Prepare Chicken Breasts: Buy large boneless chicken breasts. Wash and dry them thoroughly.
Tie Chicken Breasts: Use cotton twine to tightly tie the chicken breasts so they remain firm during cooking.
Make Marinade: Mix black pepper, onion powder, garlic powder, chicken spices, smoked paprika, Chinese kebab spice, mustard, barbecue sauce, soy sauce, honey, and optional hot sauce or chili pepper.
Pierce and Marinate: Pierce the tied chicken breasts to allow marinade penetration. Rub the marinade thoroughly over the chicken. Cover and refrigerate for at least 3-4 hours, preferably overnight.
Prepare for Cooking: Place a tray with boiling water in the oven or on the stove. Put a net or colander above the water and arrange the marinated chicken breasts on it. Dip the chicken again in marinade before placing.
Steam Cook Chicken: Cover the chicken with butter paper and then aluminum foil tightly to trap steam. Cook at the highest oven temperature on the middle rack for about 1 hour and 30 minutes.

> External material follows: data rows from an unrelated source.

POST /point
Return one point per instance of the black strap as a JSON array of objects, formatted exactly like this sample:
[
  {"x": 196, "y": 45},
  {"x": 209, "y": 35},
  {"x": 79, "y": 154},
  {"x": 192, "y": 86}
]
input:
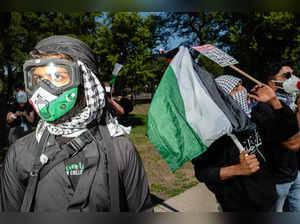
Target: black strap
[
  {"x": 69, "y": 149},
  {"x": 112, "y": 170},
  {"x": 34, "y": 175}
]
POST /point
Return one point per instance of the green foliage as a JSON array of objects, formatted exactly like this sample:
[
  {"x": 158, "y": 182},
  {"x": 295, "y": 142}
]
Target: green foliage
[
  {"x": 253, "y": 38},
  {"x": 129, "y": 39}
]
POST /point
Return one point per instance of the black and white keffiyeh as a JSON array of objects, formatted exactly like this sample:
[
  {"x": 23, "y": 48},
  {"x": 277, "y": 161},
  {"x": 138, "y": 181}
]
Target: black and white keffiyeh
[
  {"x": 95, "y": 100},
  {"x": 228, "y": 83}
]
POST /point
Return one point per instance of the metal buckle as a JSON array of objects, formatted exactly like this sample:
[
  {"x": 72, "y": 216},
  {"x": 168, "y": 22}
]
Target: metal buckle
[{"x": 34, "y": 173}]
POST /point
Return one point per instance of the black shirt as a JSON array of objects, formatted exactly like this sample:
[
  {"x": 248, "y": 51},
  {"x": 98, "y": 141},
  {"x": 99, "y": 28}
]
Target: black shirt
[
  {"x": 283, "y": 161},
  {"x": 246, "y": 193}
]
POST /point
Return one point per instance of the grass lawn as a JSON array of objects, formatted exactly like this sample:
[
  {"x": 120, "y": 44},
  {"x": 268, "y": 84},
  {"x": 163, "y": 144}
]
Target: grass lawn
[{"x": 163, "y": 183}]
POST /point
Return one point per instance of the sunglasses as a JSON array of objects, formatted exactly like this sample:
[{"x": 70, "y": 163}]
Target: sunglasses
[{"x": 288, "y": 75}]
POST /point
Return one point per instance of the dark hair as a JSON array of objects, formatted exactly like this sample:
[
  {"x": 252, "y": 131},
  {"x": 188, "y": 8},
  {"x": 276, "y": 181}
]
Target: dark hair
[{"x": 272, "y": 68}]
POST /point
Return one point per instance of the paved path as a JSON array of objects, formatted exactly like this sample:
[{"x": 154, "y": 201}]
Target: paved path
[{"x": 196, "y": 200}]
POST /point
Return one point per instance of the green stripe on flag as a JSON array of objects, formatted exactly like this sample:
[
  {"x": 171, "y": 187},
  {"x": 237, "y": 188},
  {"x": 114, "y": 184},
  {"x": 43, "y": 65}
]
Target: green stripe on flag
[{"x": 168, "y": 129}]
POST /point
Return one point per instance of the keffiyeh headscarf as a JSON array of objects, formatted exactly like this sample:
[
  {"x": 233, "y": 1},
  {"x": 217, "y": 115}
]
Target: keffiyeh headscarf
[
  {"x": 94, "y": 92},
  {"x": 228, "y": 83}
]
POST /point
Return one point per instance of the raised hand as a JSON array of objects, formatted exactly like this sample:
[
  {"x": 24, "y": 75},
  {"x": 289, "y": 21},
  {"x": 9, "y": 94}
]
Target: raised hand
[{"x": 248, "y": 163}]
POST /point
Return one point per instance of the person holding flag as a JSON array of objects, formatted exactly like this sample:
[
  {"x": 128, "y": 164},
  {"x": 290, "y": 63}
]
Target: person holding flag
[
  {"x": 244, "y": 182},
  {"x": 191, "y": 117}
]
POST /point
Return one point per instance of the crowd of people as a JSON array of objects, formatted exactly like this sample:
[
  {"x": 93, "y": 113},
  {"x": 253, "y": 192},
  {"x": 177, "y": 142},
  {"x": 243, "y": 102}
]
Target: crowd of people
[{"x": 78, "y": 158}]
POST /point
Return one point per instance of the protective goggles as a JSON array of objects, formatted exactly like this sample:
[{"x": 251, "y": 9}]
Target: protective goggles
[{"x": 52, "y": 74}]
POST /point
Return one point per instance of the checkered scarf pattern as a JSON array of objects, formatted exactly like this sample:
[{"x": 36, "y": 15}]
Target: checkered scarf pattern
[
  {"x": 227, "y": 82},
  {"x": 94, "y": 94}
]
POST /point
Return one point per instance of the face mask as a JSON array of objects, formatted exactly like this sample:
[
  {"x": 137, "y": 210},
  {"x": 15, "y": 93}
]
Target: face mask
[
  {"x": 52, "y": 85},
  {"x": 241, "y": 98}
]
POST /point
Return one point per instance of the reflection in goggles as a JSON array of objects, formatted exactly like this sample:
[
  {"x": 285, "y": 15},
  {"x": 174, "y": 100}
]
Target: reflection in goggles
[{"x": 58, "y": 76}]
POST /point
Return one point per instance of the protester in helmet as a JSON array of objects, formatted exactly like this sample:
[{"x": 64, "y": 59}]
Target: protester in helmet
[
  {"x": 20, "y": 117},
  {"x": 81, "y": 160}
]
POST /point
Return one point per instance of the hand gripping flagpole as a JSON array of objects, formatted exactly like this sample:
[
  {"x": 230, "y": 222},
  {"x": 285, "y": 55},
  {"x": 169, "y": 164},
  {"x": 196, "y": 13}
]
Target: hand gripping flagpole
[{"x": 115, "y": 72}]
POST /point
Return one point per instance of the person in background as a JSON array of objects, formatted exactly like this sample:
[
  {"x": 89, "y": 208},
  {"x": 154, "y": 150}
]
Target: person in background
[
  {"x": 20, "y": 117},
  {"x": 118, "y": 109},
  {"x": 284, "y": 162},
  {"x": 243, "y": 182}
]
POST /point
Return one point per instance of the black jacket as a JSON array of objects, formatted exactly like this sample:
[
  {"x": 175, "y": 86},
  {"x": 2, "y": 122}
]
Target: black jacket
[
  {"x": 244, "y": 193},
  {"x": 55, "y": 192},
  {"x": 276, "y": 127}
]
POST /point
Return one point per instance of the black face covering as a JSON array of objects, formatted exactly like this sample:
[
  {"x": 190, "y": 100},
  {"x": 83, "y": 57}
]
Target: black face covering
[{"x": 74, "y": 48}]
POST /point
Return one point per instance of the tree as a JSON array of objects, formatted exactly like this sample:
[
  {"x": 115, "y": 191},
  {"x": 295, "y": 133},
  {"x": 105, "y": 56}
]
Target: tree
[{"x": 129, "y": 39}]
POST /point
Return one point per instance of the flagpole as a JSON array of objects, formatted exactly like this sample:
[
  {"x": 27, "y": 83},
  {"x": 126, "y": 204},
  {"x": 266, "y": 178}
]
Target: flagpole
[{"x": 245, "y": 74}]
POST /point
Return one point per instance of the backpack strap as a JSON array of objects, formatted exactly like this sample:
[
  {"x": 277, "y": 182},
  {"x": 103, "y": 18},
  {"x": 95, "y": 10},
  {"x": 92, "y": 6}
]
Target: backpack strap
[
  {"x": 34, "y": 174},
  {"x": 113, "y": 170},
  {"x": 70, "y": 149}
]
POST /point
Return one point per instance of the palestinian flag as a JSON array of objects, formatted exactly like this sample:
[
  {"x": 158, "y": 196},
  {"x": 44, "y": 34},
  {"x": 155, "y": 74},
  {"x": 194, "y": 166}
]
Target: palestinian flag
[{"x": 188, "y": 112}]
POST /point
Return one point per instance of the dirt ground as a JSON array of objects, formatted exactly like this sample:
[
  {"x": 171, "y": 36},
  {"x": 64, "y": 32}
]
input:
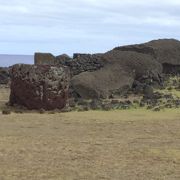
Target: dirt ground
[{"x": 94, "y": 145}]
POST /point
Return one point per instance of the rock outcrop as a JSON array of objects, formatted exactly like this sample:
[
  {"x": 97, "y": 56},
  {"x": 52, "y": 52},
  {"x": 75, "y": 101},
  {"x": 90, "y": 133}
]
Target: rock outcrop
[
  {"x": 39, "y": 86},
  {"x": 120, "y": 69},
  {"x": 164, "y": 51},
  {"x": 44, "y": 59},
  {"x": 103, "y": 83},
  {"x": 82, "y": 63}
]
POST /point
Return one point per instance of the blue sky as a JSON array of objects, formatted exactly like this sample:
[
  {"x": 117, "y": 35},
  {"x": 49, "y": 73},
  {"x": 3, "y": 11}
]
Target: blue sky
[{"x": 87, "y": 26}]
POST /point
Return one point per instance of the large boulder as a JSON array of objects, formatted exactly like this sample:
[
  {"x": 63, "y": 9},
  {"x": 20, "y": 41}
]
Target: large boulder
[
  {"x": 44, "y": 59},
  {"x": 112, "y": 79},
  {"x": 39, "y": 86}
]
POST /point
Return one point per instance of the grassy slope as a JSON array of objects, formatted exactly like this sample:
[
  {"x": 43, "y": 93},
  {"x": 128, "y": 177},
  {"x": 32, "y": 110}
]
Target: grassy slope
[{"x": 132, "y": 144}]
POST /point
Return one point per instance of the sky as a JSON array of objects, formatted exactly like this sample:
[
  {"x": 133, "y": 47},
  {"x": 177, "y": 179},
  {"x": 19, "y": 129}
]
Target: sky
[{"x": 86, "y": 26}]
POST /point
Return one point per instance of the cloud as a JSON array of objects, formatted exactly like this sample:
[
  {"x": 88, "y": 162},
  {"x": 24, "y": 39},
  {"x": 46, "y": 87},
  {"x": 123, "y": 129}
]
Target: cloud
[{"x": 84, "y": 25}]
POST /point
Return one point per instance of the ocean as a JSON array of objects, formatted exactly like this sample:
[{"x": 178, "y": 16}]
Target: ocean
[{"x": 9, "y": 60}]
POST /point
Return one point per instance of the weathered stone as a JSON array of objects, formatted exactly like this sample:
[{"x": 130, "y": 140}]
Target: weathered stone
[
  {"x": 112, "y": 79},
  {"x": 39, "y": 87},
  {"x": 44, "y": 59},
  {"x": 148, "y": 92},
  {"x": 63, "y": 59}
]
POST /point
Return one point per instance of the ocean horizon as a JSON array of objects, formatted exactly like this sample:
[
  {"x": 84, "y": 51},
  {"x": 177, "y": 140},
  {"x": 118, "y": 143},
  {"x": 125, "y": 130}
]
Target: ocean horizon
[{"x": 7, "y": 60}]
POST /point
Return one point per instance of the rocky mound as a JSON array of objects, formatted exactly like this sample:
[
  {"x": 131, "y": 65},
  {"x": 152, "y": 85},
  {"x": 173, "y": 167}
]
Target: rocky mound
[
  {"x": 121, "y": 69},
  {"x": 164, "y": 51},
  {"x": 112, "y": 79},
  {"x": 41, "y": 86}
]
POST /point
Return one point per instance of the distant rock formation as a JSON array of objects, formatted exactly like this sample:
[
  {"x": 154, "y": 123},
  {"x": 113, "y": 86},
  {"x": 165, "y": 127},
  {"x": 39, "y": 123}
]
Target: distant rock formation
[
  {"x": 164, "y": 51},
  {"x": 4, "y": 75},
  {"x": 94, "y": 76},
  {"x": 39, "y": 86},
  {"x": 44, "y": 59}
]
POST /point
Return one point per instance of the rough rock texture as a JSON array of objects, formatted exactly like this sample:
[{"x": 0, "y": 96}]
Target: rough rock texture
[
  {"x": 39, "y": 86},
  {"x": 120, "y": 70},
  {"x": 44, "y": 59},
  {"x": 142, "y": 64},
  {"x": 112, "y": 79},
  {"x": 83, "y": 63},
  {"x": 62, "y": 59},
  {"x": 4, "y": 75},
  {"x": 165, "y": 51}
]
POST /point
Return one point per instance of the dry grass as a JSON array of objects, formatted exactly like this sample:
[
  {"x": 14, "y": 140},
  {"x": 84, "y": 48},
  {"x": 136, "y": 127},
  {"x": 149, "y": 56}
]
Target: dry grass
[{"x": 93, "y": 145}]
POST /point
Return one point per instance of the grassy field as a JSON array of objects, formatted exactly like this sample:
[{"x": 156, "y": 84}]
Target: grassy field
[{"x": 94, "y": 145}]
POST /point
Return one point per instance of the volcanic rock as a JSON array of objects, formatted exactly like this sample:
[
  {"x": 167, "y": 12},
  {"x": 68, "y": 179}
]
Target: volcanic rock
[
  {"x": 4, "y": 75},
  {"x": 39, "y": 86},
  {"x": 112, "y": 79},
  {"x": 44, "y": 59}
]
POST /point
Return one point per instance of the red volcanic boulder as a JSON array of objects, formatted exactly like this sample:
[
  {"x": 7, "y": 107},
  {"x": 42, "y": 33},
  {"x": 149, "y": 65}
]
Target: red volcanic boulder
[{"x": 39, "y": 86}]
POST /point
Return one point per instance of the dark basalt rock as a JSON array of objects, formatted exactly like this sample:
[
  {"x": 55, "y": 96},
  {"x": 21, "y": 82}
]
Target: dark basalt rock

Finish Under Grill: After steaming, brush chicken breasts with oil from the marinade. Place under the grill to give a reddish color and slight char.
Rest and Store: Cover the grilled chicken to prevent drying. Refrigerate for 3-4 hours to cool and soften. Store wrapped tightly in plastic or airtight container. Freeze extras for longer storage.
Serve: Slice with a very hot knife to maintain shape. Use in sandwiches or as desired.